On ne va pas revenir sur les faits du 25 juillet 2021, que tout le monde connait. Mais, après un peu plus d’un an du déclenchement de l’état d’exception, il n’est pas inutile de faire un petit bilan critique de ce tournant soudain, brutal et dangereux de la vie politique tunisienne. Un acte en décalage par rapport à la révolution et à la démocratie, aussi confuses soient-elles toutes les deux. Un bilan qui montre en tout cas que même les démocraties ne sont pas immunisées contre les remises en cause, comme le confirment d’ailleurs certaines expériences historiques et politiques lointaines et récentes, y compris celle de Saied. Il s’agit de suivre les grandes étapes politiques issues de la volonté d’un homme, qui ont progressivement freiné, puis mis fin à l’expérience de la transition démocratique.

Un état d’exception

L’état d’exception a été triplement exceptionnel. Il est exceptionnel par rapport aux normes constitutionnelles ordinaires, aux droits fondamentaux et aux libertés publiques et individuelles applicables en temps normal ; il est encore exceptionnel en raison du contexte interminable de la transition démocratique tunisienne, qui a retardé indéfiniment, en dépit de l’adoption de la Constitution de 2014, la mise en place des bases de l’Etat ; il est enfin exceptionnel en ce que le recours « souverain » à l’état d’exception s’est avéré lui-même exceptionnel par la violation flagrante des dispositions de la Constitution.

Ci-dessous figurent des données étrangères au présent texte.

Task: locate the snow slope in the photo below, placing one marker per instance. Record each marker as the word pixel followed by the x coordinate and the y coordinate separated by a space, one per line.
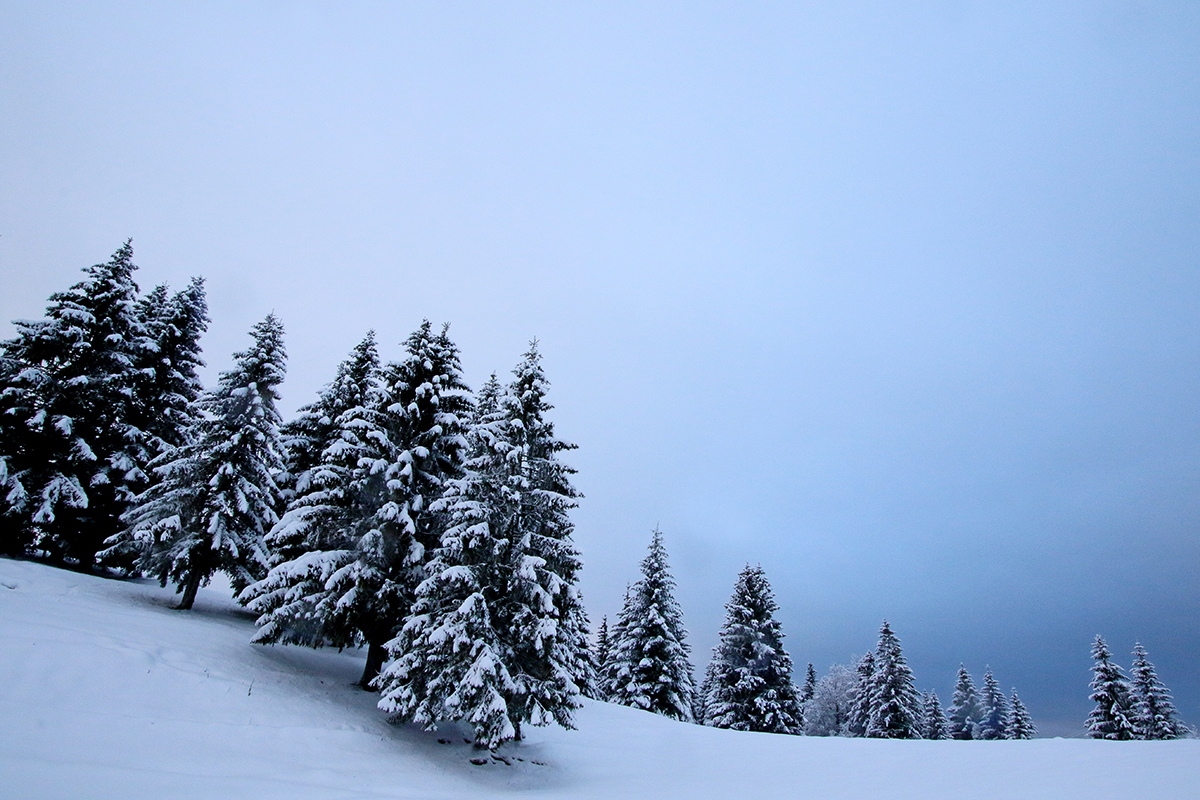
pixel 108 692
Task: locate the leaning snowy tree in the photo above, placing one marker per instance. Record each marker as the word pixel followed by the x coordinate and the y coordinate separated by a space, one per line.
pixel 216 497
pixel 651 667
pixel 1110 691
pixel 498 635
pixel 407 441
pixel 994 708
pixel 1019 723
pixel 1153 713
pixel 933 725
pixel 751 673
pixel 964 715
pixel 894 702
pixel 72 455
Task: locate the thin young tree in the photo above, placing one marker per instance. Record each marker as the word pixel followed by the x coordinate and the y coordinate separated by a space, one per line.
pixel 894 702
pixel 1019 723
pixel 994 708
pixel 216 497
pixel 964 717
pixel 1111 717
pixel 934 725
pixel 1153 713
pixel 751 673
pixel 651 666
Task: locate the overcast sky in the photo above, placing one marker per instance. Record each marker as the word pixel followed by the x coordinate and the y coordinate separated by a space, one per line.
pixel 898 300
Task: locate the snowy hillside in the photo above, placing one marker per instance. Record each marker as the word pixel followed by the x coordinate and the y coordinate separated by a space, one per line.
pixel 108 692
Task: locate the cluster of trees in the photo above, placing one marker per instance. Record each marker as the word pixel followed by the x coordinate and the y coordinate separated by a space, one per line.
pixel 643 661
pixel 1138 707
pixel 399 511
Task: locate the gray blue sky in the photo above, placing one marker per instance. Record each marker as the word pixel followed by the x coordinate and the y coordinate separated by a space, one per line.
pixel 899 300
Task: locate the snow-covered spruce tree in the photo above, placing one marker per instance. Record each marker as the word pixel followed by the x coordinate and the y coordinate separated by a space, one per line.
pixel 934 725
pixel 894 702
pixel 994 709
pixel 498 636
pixel 1111 717
pixel 72 456
pixel 828 713
pixel 1019 723
pixel 330 509
pixel 964 717
pixel 861 709
pixel 751 686
pixel 168 366
pixel 216 495
pixel 414 428
pixel 1153 713
pixel 651 667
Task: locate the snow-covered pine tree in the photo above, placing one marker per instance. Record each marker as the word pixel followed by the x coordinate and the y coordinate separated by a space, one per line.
pixel 994 709
pixel 331 507
pixel 964 715
pixel 73 457
pixel 828 713
pixel 894 702
pixel 751 673
pixel 503 582
pixel 216 495
pixel 861 709
pixel 413 433
pixel 168 365
pixel 1153 713
pixel 934 725
pixel 651 667
pixel 1019 723
pixel 1111 717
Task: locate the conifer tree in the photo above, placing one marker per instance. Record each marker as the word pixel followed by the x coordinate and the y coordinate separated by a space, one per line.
pixel 408 440
pixel 1110 691
pixel 497 635
pixel 964 715
pixel 994 709
pixel 651 667
pixel 1019 723
pixel 73 457
pixel 753 685
pixel 894 702
pixel 216 497
pixel 1153 713
pixel 934 725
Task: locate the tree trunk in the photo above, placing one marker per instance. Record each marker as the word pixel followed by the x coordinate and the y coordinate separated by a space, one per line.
pixel 190 589
pixel 376 656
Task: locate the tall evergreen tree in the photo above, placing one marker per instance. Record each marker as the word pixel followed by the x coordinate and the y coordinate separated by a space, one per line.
pixel 894 702
pixel 216 497
pixel 861 709
pixel 753 685
pixel 994 708
pixel 1019 723
pixel 651 667
pixel 406 443
pixel 73 456
pixel 964 708
pixel 497 635
pixel 1153 713
pixel 1110 691
pixel 934 725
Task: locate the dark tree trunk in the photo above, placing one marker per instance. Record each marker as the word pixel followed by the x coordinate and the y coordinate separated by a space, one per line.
pixel 376 656
pixel 190 589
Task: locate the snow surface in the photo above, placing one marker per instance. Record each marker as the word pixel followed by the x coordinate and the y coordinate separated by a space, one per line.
pixel 108 692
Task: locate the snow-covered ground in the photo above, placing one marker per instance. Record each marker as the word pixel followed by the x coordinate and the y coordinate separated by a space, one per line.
pixel 108 692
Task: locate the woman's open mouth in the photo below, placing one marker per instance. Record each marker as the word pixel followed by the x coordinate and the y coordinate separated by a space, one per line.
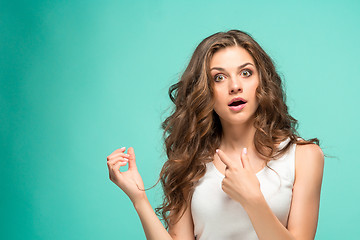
pixel 237 104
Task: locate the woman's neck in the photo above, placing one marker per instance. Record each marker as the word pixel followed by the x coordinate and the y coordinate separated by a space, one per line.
pixel 237 137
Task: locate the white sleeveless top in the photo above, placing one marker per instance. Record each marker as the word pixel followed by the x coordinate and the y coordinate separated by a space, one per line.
pixel 216 216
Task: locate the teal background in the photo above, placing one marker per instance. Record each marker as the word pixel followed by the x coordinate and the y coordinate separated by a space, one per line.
pixel 80 79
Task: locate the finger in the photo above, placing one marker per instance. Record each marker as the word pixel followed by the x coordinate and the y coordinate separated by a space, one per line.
pixel 245 159
pixel 116 151
pixel 124 155
pixel 132 158
pixel 224 158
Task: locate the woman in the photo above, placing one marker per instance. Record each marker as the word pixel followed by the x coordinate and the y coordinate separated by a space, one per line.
pixel 236 168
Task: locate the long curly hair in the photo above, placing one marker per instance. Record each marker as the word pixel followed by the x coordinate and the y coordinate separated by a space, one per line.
pixel 193 131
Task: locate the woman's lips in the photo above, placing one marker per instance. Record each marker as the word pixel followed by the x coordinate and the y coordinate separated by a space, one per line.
pixel 238 107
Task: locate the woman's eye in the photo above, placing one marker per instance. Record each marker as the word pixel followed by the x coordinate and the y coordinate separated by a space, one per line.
pixel 219 78
pixel 246 73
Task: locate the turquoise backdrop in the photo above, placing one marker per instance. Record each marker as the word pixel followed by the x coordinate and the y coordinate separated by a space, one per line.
pixel 79 79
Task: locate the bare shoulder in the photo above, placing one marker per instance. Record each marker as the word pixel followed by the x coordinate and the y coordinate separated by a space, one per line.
pixel 309 160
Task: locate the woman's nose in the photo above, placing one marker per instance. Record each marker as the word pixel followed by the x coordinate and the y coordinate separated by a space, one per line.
pixel 235 86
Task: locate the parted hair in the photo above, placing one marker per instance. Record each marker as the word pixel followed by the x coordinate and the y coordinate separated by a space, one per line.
pixel 193 131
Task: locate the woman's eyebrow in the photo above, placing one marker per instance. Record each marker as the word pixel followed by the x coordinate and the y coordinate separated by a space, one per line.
pixel 239 67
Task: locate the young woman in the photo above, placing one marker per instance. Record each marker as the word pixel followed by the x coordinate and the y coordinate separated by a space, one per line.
pixel 236 168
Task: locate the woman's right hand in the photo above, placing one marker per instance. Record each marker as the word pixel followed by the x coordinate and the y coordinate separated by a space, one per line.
pixel 129 181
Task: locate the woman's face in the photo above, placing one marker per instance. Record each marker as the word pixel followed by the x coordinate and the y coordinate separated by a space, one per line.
pixel 235 81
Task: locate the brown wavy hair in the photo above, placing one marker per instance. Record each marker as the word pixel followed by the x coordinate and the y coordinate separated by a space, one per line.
pixel 193 131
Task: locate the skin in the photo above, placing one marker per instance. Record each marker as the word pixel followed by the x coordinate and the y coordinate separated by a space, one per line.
pixel 239 167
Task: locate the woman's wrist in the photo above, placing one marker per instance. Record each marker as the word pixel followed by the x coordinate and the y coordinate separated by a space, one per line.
pixel 140 201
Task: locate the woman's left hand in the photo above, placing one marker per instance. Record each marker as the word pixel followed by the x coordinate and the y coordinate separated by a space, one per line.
pixel 240 181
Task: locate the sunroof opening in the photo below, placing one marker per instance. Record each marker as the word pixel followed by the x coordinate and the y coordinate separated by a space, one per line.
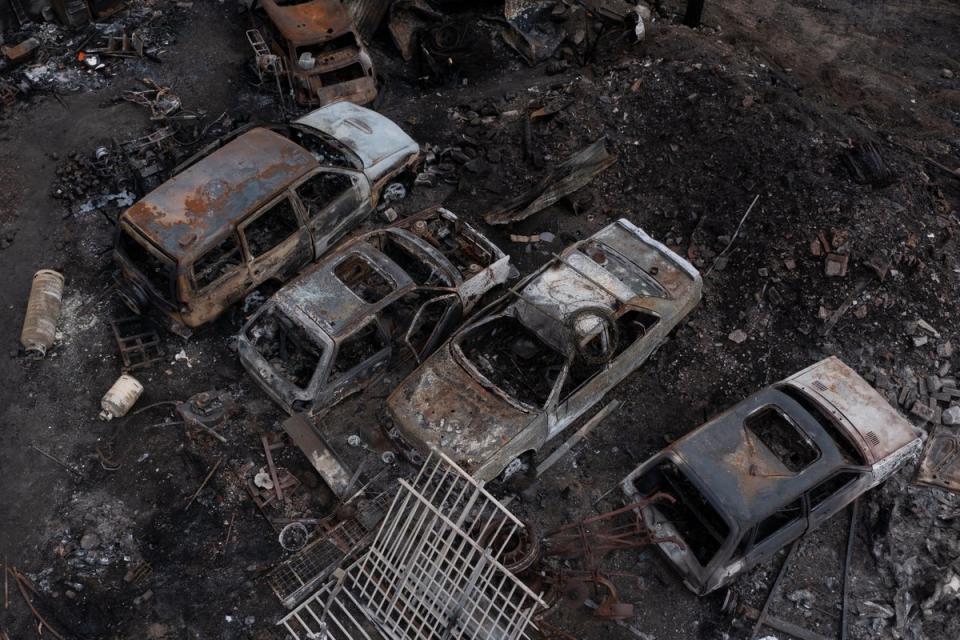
pixel 783 438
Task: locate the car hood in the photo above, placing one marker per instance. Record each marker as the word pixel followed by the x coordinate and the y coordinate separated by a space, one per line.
pixel 441 405
pixel 377 141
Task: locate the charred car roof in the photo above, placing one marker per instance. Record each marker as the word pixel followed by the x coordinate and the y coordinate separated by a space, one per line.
pixel 596 272
pixel 329 302
pixel 309 22
pixel 195 209
pixel 747 480
pixel 876 427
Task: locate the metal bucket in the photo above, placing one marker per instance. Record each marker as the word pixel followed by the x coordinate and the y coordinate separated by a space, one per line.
pixel 121 397
pixel 43 312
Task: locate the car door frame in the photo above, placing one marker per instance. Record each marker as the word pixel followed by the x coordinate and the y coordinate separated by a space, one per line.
pixel 840 499
pixel 270 263
pixel 226 288
pixel 360 188
pixel 335 389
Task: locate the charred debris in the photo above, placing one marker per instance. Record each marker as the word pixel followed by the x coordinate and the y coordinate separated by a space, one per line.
pixel 417 381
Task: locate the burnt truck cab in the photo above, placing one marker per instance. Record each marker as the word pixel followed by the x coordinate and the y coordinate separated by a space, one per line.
pixel 329 332
pixel 543 355
pixel 322 49
pixel 254 207
pixel 773 467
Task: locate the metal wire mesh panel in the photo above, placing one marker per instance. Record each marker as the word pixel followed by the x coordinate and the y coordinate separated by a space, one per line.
pixel 433 570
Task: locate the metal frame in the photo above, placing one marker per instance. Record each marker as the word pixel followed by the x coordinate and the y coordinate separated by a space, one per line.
pixel 433 571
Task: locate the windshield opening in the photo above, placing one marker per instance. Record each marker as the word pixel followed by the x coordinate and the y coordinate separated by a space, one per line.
pixel 623 270
pixel 849 451
pixel 344 41
pixel 514 358
pixel 158 272
pixel 290 350
pixel 363 280
pixel 793 448
pixel 698 524
pixel 413 264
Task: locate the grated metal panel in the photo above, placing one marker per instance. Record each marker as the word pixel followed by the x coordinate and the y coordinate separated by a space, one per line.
pixel 432 572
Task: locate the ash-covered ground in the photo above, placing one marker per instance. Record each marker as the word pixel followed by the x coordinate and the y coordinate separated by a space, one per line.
pixel 771 102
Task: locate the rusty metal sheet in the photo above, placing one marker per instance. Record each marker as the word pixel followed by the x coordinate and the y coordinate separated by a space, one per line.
pixel 368 14
pixel 441 405
pixel 747 480
pixel 309 22
pixel 192 211
pixel 940 465
pixel 866 416
pixel 330 303
pixel 565 178
pixel 327 463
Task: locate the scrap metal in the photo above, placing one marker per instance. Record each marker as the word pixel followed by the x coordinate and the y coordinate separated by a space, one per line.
pixel 565 178
pixel 426 576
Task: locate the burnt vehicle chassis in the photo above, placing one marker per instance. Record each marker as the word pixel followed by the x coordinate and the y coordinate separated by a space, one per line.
pixel 578 326
pixel 323 53
pixel 776 465
pixel 331 331
pixel 257 205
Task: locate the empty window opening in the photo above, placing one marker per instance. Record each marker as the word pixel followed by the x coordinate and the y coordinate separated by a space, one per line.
pixel 850 453
pixel 216 262
pixel 320 191
pixel 455 242
pixel 779 521
pixel 363 280
pixel 358 348
pixel 158 272
pixel 831 487
pixel 514 358
pixel 344 41
pixel 413 263
pixel 345 74
pixel 271 228
pixel 697 522
pixel 623 270
pixel 291 351
pixel 791 446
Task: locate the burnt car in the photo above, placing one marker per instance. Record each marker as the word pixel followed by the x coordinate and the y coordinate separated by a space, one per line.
pixel 322 50
pixel 545 353
pixel 773 467
pixel 396 291
pixel 255 206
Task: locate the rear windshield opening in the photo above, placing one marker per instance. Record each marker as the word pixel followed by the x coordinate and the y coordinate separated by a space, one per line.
pixel 419 270
pixel 623 270
pixel 455 243
pixel 344 74
pixel 222 259
pixel 159 273
pixel 292 353
pixel 358 348
pixel 791 446
pixel 363 280
pixel 846 447
pixel 514 358
pixel 344 41
pixel 700 526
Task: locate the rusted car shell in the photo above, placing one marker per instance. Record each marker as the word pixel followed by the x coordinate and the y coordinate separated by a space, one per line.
pixel 326 308
pixel 206 202
pixel 191 213
pixel 746 483
pixel 448 404
pixel 309 22
pixel 315 23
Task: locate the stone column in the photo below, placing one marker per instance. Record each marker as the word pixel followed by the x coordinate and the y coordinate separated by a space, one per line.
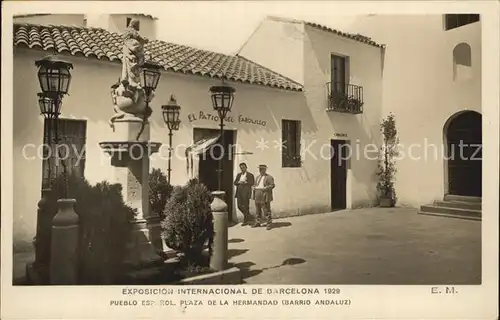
pixel 64 248
pixel 130 159
pixel 219 258
pixel 40 273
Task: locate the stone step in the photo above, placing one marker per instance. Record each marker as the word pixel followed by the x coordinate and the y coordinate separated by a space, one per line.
pixel 458 204
pixel 450 216
pixel 451 197
pixel 451 212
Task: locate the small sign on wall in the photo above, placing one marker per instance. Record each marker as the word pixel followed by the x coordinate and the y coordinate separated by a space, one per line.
pixel 240 119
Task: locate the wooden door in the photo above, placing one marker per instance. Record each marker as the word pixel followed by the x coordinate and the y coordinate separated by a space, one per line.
pixel 338 177
pixel 464 139
pixel 338 73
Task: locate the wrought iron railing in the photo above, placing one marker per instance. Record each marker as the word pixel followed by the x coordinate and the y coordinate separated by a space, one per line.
pixel 343 97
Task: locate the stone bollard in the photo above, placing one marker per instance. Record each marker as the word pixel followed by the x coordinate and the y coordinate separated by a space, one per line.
pixel 219 258
pixel 64 249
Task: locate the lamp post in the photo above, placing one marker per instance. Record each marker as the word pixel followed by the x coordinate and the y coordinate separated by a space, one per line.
pixel 54 77
pixel 171 113
pixel 222 101
pixel 149 81
pixel 57 236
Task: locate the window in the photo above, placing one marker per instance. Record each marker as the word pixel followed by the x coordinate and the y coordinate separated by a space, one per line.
pixel 338 73
pixel 290 148
pixel 72 138
pixel 462 64
pixel 453 21
pixel 138 23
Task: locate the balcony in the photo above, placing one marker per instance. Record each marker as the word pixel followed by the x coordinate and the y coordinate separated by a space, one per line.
pixel 345 98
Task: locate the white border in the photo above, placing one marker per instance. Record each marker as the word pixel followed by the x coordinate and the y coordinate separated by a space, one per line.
pixel 476 302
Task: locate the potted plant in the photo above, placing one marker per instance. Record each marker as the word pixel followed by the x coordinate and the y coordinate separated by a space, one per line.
pixel 187 224
pixel 387 166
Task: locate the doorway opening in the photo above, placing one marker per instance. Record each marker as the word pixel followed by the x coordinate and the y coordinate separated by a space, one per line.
pixel 338 173
pixel 463 141
pixel 209 163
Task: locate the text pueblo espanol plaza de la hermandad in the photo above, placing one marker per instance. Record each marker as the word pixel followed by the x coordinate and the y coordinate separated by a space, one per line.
pixel 150 297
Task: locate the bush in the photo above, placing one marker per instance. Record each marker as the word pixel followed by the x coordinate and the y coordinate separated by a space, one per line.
pixel 103 227
pixel 188 221
pixel 387 162
pixel 159 192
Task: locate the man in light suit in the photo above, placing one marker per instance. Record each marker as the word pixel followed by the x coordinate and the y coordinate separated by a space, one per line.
pixel 263 196
pixel 244 182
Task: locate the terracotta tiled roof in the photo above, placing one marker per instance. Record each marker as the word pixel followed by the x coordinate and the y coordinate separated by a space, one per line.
pixel 100 44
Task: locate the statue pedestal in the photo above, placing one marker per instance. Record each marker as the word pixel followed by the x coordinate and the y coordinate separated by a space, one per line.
pixel 129 128
pixel 130 159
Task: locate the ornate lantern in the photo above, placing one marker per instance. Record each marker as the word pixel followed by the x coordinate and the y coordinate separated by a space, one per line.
pixel 54 76
pixel 171 113
pixel 222 99
pixel 50 108
pixel 150 76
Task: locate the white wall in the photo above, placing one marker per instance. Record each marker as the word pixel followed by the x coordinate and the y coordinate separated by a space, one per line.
pixel 362 130
pixel 279 46
pixel 90 99
pixel 419 88
pixel 53 19
pixel 118 23
pixel 303 54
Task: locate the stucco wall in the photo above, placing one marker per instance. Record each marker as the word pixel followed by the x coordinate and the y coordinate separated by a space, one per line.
pixel 303 53
pixel 419 88
pixel 279 46
pixel 297 190
pixel 362 130
pixel 55 19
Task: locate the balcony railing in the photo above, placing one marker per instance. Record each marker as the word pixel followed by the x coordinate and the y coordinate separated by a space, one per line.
pixel 347 98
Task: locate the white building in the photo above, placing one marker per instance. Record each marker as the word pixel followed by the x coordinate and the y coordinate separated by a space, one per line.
pixel 432 83
pixel 269 109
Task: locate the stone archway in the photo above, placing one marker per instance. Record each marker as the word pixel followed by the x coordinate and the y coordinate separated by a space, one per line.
pixel 463 162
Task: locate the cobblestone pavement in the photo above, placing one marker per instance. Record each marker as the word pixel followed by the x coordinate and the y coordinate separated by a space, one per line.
pixel 366 246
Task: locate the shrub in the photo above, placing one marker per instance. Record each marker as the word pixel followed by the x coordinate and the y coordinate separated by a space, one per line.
pixel 103 227
pixel 188 221
pixel 387 164
pixel 159 192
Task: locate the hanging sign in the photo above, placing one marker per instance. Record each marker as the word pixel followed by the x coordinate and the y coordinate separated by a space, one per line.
pixel 229 119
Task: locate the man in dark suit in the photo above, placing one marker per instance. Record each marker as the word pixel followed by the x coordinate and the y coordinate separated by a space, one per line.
pixel 263 196
pixel 244 182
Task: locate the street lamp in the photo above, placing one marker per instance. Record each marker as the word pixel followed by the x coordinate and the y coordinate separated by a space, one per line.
pixel 222 101
pixel 171 113
pixel 150 78
pixel 149 81
pixel 55 78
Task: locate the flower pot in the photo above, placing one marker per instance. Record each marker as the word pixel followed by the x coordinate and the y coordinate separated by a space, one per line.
pixel 386 202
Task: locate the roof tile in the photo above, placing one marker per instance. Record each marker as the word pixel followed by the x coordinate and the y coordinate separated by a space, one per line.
pixel 104 45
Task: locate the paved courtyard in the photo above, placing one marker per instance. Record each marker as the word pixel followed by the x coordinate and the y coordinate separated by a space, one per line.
pixel 366 246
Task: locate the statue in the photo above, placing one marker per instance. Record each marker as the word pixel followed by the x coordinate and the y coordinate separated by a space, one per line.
pixel 129 98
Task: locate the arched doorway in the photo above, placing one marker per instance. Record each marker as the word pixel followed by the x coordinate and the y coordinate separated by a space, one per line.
pixel 463 135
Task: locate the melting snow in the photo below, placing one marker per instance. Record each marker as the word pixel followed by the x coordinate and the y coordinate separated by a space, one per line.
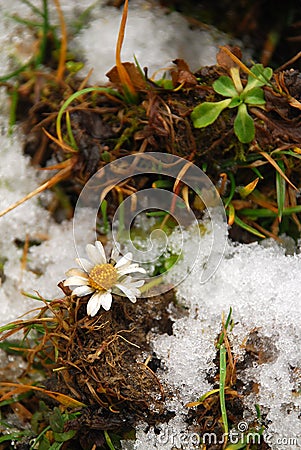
pixel 261 283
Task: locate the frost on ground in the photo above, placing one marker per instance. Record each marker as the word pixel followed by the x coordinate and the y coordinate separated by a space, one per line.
pixel 155 38
pixel 261 284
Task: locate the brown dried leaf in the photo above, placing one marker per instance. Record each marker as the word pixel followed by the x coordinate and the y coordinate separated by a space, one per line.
pixel 182 75
pixel 224 60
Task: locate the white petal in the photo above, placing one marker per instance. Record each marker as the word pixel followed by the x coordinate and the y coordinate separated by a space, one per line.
pixel 93 304
pixel 125 260
pixel 106 300
pixel 130 293
pixel 76 273
pixel 131 269
pixel 94 255
pixel 82 290
pixel 115 251
pixel 97 300
pixel 76 281
pixel 85 264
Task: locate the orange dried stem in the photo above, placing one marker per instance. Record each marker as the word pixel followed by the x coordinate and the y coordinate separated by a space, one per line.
pixel 63 174
pixel 63 49
pixel 123 75
pixel 237 61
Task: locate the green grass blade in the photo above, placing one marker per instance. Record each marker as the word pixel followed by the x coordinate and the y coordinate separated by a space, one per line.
pixel 108 440
pixel 247 227
pixel 222 380
pixel 280 190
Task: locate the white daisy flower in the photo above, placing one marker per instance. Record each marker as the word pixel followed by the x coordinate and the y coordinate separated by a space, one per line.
pixel 101 278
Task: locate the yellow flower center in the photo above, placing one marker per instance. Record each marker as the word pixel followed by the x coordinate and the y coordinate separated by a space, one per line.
pixel 103 276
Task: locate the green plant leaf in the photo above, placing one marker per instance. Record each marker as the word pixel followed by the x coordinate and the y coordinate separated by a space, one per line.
pixel 244 125
pixel 206 113
pixel 236 101
pixel 225 86
pixel 254 97
pixel 261 77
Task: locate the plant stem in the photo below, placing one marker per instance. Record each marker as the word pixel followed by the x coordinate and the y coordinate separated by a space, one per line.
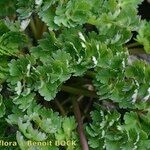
pixel 131 45
pixel 60 108
pixel 76 91
pixel 33 28
pixel 77 113
pixel 135 51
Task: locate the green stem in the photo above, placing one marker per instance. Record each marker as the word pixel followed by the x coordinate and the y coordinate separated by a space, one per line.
pixel 60 108
pixel 78 116
pixel 132 45
pixel 33 28
pixel 135 51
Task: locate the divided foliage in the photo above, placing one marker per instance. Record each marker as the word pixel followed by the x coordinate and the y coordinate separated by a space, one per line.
pixel 33 70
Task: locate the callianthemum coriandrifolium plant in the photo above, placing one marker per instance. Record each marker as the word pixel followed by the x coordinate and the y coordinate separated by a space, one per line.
pixel 60 61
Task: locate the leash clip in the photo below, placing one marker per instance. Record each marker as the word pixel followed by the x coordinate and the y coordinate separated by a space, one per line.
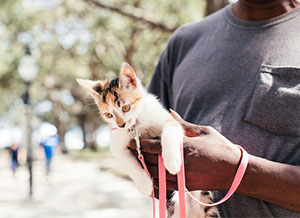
pixel 132 132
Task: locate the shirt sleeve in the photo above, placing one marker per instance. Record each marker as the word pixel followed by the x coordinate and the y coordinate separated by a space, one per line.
pixel 159 85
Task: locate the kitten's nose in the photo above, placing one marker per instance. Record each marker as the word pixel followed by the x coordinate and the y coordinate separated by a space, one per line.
pixel 122 125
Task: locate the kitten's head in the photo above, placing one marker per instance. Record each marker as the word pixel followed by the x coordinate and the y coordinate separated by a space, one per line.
pixel 119 100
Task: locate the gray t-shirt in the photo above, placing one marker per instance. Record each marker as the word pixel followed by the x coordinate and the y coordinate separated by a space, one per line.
pixel 243 79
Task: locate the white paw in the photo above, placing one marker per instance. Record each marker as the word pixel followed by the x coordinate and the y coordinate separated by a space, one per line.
pixel 144 185
pixel 172 162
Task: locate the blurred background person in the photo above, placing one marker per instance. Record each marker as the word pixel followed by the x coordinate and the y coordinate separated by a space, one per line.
pixel 49 145
pixel 14 156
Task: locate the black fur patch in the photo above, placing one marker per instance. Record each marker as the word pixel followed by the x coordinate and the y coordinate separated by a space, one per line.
pixel 110 89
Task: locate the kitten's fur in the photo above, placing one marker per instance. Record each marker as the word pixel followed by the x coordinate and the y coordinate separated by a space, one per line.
pixel 121 103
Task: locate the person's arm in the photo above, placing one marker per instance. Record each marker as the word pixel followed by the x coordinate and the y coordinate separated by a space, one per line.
pixel 211 162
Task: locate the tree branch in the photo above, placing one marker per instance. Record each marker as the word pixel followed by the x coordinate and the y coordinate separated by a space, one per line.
pixel 135 14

Le Parlement, cœur de la démocratie du peuple (J-J. Rousseau) ou du public (Bernard Manin), a opportunément été suspendu, puis dissous par le président Saied, qui a voulu profiter de l’image exécrable de ce Parlement chaotique et de son illégitimité auprès de l’opinion, alors qu’il n’y avait aucun péril menaçant la Tunisie, à l’intérieur ou à l’extérieur. Un Parlement, faut-il le dire, qui n’a pas manqué d’humilier lui-même le président. Cela nous rappelle en tout cas cette « dissolution explicitement punitive » du Parlement qu’évoquait Marie Goupy dans son ouvrage L’état d’exception, à propos de la dissolution du Reichstag par le chancelier Brüning en 1930, non pas pour défaut de majorité parlementaire ou pour décalage avec l’opinion, mais parce qu’il voulait réduire le pouvoir de contrôle de cette Assemblée sur ses ordonnances (M. Goupy, 2016).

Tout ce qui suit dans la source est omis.